Marriage-for-Green-Card Scheme Used Loophole in Violence Against Women Act, Prosecutors Say

Marriage-for-Green-Card Scheme Used Loophole in Violence Against Women Act, Prosecutors Say
(Department of Justice)
Alice Giordano
4/11/2022
Updated:
4/11/2022

A group of foreign nationals and U.S. citizens used a provision in the newly reauthorized Violence Against Women Act (VAWA) as part of a profit-making fake marriage scheme in which American citizens were paid to marry foreigners to establish U.S. residency, prosecutors say.

Foreign nationals paid as much as $30,000 for the sham marriages, which included a fake ceremony with wedding dress, tuxedos, and photo albums, according to a multiple-count federal indictment handed announced on April 7 against the 11 individuals charged in the operation.

The scheme exploited a provision under federal immigration laws that permits a U.S. citizen to file a petition for an alien relative with the U.S. Citizenship and Immigration Services (USCIS) to expedite and automate the process of their foreign spouse obtaining a permanent resident card.

In some of the fake marriages, temporary restraining orders were obtained under made-up allegations against the American spouse by the foreign nationals of domestic abuse, in order to take advantage of a provision under VAWA that allows anyone, regardless of residency status, to obtain U.S. citizenship in cases of spousal abuse.

The scheme involved hundreds of fake marriages that took place mostly in California and Massachusetts.

Some of the recruited Americans hired to pose as spouses were homeless people, according to special agent Joseph Bonavolonta of the FBI’s Boston division. They posed for wedding pictures and were coached on how to convince immigration officials their marriage was legitimate.

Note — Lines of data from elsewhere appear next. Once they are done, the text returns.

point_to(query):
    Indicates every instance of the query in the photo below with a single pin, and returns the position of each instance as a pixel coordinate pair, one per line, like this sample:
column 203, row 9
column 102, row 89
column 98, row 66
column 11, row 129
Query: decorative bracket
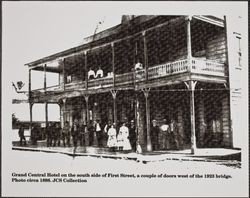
column 191, row 85
column 114, row 92
column 146, row 92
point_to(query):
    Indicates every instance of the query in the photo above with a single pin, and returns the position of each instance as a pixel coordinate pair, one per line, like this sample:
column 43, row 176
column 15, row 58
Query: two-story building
column 185, row 77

“The facilitators of this alleged fraud were sophisticated and cunning,” he said in a statement. “They went to great lengths to stage fake wedding ceremonies at chapels, parks, and other locations where they’d hire online officiants to perform ceremonies and take photographic proof.”

The indictment names Philippine national and Los Angeles resident Marcialito Biol Benitez as the ring leader in the fake marriage scheme. It has been determined that Benitez used six different bank accounts to deposit a total of $400,000, according to an affidavit submitted by a Homeland Security agent.

Benitez and other “staff members” are alleged to have run the operation through a fake temporary staffing agency they called Career Ad Management. They employed several “brokers” who were also named in the indictment. Benitez is one of six Philippine nationals named in the indictment; a Brazilian national also was indicted along with four Americans from California.

The phone number listed for Career Ad Management has been disconnected. Benitez has been assigned a federal public defender, who didn’t return phone calls from The Epoch Times regarding the charges against her client. The other defendants have obtained private legal counsel; none of their attorneys responded to phone calls from The Epoch Times.

Most of the foreign nationals who paid for the fake marriages were living in Massachusetts and traveled to California for the sham weddings, according to Bonavolonta. The temporary restraining orders obtained under VAWA in the scheme were mostly obtained from the Los Angeles County Superior Court, according to the federal indictment.

Eight of the defendants named in the indictment are in custody, while three are at large, including one suspected of being back in the Philippines.

It isn’t the first time federal agents broke up a fake marriage operation designed to establish residency for foreign nationals. In 2019, 96 people including an American attorney were indicted in a marriage fraud ring out of Texas.

That same year, a federal agency reported that it had discovered a large number of fraudulent domestic violence claims made under VAWA. According to a report from the U.S. Government Accountability Office, 13,000 immigrants made false claims of spousal abuse in 2018 under the federal domestic violence law in order to circumvent immigration laws and gain citizenship in the U.S.

After the discovery, USCIS launched an anti-fraud training program to help government employees detect false domestic violence petitions made under VAWA.

While VAWA expired in 2019, the measure recently was narrowly reauthorized by Congress, with Republicans objecting to several new mandates built into it. One of the new provisions requires men who claim they identify as women and say they have been abused, to be admitted into a shelter for battered women.

The indictments capped a one-year undercover investigation that involved the U.S. Department of Justice, FBI, USCIS, Homeland Security, and other agencies.